Dejando atrás este inciso de perspectiva de género, nos vamos a centrar en el futuro profesional de nuestros hijos.

Después de estos primeros años tonteando con varias profesiones la cosa se va poniendo seria en la adolescencia y el instituto.

La presión de grupo aumenta y tienes que elegir sí o sí a qué te quieres dedicar el resto de tu vida. A los 18 años si cursas bachillerato o incluso antes si realizas un módulo de formación profesional.

¿Quién está preparado para decidir su futuro a los 18? Si lo que tienes en la cabeza a esa edad son los primeros amores, los amigos y disfrutar de la vida. Lo que menos te apetece es pararte a valorar para qué tendré que poner el despertador todos los días de mi vida a las siete de la mañana.

¿Está realmente preparado un adolescente de 17 o 18 años para decidir su futuro tan temprano?

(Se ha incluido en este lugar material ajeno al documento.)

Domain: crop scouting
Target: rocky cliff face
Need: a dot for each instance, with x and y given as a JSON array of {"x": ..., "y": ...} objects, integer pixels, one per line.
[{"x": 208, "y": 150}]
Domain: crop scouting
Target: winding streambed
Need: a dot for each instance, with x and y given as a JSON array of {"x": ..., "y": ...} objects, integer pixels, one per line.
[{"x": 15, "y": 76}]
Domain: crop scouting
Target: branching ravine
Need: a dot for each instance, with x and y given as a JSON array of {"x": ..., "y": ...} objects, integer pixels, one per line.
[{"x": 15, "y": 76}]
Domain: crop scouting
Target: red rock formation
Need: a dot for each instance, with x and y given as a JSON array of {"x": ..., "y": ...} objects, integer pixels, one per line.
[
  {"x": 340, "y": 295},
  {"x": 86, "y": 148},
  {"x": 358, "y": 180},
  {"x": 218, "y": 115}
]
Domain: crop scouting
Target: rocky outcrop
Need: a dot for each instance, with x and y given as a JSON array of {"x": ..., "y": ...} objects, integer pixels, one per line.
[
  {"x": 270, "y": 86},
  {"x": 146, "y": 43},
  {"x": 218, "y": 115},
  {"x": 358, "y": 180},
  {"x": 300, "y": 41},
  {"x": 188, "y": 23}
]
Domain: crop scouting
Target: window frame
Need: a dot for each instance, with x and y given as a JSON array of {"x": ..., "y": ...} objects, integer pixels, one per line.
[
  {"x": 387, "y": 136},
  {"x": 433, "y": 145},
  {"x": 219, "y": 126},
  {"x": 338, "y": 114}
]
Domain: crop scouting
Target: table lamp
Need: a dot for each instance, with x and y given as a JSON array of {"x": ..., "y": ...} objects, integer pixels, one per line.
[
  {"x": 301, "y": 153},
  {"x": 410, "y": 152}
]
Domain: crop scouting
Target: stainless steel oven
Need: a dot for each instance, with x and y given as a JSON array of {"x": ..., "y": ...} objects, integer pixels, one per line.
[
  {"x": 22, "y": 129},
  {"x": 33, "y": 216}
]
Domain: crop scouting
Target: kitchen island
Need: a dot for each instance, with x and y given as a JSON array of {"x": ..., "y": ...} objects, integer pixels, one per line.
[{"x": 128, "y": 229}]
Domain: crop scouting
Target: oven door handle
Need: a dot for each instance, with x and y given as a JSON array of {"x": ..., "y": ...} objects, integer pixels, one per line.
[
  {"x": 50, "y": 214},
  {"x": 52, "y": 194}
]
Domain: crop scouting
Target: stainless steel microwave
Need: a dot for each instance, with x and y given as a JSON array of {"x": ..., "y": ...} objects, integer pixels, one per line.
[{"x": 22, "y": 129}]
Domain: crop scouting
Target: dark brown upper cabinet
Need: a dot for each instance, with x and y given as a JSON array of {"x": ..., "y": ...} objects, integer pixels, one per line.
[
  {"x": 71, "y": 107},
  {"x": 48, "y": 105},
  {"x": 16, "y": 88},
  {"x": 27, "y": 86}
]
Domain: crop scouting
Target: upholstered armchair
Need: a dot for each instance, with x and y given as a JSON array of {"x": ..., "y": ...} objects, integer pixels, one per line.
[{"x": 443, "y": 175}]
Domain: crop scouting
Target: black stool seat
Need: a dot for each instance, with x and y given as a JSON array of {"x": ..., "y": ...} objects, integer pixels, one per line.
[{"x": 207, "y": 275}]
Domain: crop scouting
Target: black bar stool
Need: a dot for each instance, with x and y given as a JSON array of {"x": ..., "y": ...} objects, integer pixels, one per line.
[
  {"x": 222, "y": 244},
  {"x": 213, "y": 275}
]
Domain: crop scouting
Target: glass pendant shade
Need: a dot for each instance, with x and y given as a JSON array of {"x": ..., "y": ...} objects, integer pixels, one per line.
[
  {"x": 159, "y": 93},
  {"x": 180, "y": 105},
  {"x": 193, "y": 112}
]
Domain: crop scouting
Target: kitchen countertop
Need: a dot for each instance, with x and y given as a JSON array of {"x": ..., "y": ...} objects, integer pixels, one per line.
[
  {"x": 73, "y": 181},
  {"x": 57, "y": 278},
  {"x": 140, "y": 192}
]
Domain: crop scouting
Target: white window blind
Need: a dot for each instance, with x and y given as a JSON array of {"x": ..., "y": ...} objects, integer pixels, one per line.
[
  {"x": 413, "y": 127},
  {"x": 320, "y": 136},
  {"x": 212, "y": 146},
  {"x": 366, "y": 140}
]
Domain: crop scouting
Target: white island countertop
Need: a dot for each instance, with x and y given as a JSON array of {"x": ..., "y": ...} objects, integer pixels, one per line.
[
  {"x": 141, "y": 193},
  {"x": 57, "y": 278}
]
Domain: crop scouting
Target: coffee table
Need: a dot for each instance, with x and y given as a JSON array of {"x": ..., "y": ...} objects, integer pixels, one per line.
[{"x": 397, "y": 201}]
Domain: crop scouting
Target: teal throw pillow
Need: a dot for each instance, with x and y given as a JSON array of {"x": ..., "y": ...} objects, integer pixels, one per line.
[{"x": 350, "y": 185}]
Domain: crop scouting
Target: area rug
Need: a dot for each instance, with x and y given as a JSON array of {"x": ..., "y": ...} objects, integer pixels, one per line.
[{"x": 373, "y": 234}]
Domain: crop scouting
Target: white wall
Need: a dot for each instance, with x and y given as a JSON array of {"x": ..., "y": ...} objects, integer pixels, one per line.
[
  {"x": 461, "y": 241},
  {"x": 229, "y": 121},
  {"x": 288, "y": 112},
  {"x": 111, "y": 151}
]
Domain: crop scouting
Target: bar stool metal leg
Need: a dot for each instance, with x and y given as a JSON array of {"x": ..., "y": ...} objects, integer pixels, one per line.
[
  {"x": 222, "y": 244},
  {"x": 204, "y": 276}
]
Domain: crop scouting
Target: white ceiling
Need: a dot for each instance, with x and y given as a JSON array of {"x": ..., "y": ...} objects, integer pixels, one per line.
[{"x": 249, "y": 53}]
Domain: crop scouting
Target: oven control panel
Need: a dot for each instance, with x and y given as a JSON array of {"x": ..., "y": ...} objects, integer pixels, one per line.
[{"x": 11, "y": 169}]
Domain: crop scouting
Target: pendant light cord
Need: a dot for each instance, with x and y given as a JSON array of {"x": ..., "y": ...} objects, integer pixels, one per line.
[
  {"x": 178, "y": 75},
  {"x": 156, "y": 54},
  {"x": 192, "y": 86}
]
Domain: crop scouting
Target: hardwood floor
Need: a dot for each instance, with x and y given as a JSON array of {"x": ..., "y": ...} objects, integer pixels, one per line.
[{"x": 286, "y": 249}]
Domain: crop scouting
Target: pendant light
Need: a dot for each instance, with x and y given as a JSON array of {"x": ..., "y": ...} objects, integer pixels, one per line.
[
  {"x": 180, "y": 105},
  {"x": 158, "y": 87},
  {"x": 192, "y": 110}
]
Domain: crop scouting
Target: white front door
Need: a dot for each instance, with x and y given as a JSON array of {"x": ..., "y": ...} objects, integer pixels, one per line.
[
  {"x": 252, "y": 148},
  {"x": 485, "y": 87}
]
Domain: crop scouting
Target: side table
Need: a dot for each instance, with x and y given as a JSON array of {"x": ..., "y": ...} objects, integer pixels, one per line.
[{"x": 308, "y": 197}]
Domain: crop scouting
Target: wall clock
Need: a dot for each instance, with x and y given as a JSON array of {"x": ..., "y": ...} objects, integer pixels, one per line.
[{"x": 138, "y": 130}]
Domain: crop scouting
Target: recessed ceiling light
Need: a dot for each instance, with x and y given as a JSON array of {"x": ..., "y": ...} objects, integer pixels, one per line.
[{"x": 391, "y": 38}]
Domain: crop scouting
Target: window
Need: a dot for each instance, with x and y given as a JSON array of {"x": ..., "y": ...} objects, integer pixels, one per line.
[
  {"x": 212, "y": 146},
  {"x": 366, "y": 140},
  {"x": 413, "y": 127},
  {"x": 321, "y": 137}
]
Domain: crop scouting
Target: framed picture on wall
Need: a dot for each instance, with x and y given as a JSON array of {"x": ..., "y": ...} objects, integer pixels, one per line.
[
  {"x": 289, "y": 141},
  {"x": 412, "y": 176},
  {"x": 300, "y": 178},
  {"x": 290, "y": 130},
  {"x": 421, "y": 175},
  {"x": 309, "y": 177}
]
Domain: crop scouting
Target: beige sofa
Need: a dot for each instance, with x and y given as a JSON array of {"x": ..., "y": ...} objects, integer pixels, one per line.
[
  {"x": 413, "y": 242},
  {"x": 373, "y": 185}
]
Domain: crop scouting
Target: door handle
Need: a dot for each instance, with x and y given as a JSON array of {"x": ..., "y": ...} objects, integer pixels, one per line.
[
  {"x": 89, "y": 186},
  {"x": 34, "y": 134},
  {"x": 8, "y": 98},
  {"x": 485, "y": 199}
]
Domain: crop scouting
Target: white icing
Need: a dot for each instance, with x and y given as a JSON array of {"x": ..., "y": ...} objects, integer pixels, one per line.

La respuesta es… un claro NO.

En escasas ocasiones sucede este milagro donde la persona tiene organizado y moldeado su futuro desde edades tempranas. El resto de los humanos, solo tienen dudas e incertidumbre, incluso ansiedad por saber si han elegido bien o mal su porvenir.

Después los años pasan, y te conviertes en un señor de 35 o 40 años con un trabajo que te gusta o simplemente te paga las facturas. Aquí llega la segunda pregunta demoledora. ¿Y tú que eres?

¿Qué que soy? Pues muchas veces no sabes ni qué contestar, aunque tienes claro que se refiere a qué trabajo realizas. Es el momento donde nos clasificamos socialmente. Ingeniero, maestro, empresario, trabajador por cuenta propia, parado. Obviamente las miradas de amigos o familiares no son las mismas para un ingeniero, un triunfador de la vida, que supuestamente tiene un buen sueldo y una bonita casa, que para un trabajador de una cadena de producción, un perdedor, con un sueldo bajo y que llega a duras penas a fin de mes.

Pero ¿la felicidad de una persona se mide por su trabajo o posición social y económica?

Claramente es otro NO rotundo.

La felicidad se mide por los pequeños momentos de la vida, los que te hacen sonreír. Se mide viendo a las personas que te rodean, cómo te tratan y se portan contigo. Se mide en los viajes pequeños o largos que haces, o en cuantas veces sonríes al día.

En definitiva, sé libre, equivócate, elige algo que te atraiga y si no lo ves claro, cambia. Hazlo todas las veces que necesites, hasta encontrar lo que consiga emocionarte. Lo que te haga fácil y divertido el día a día. Algo que te guste y te haga sonreír. Porque ya que la vida es corta, vívela en mayúsculas.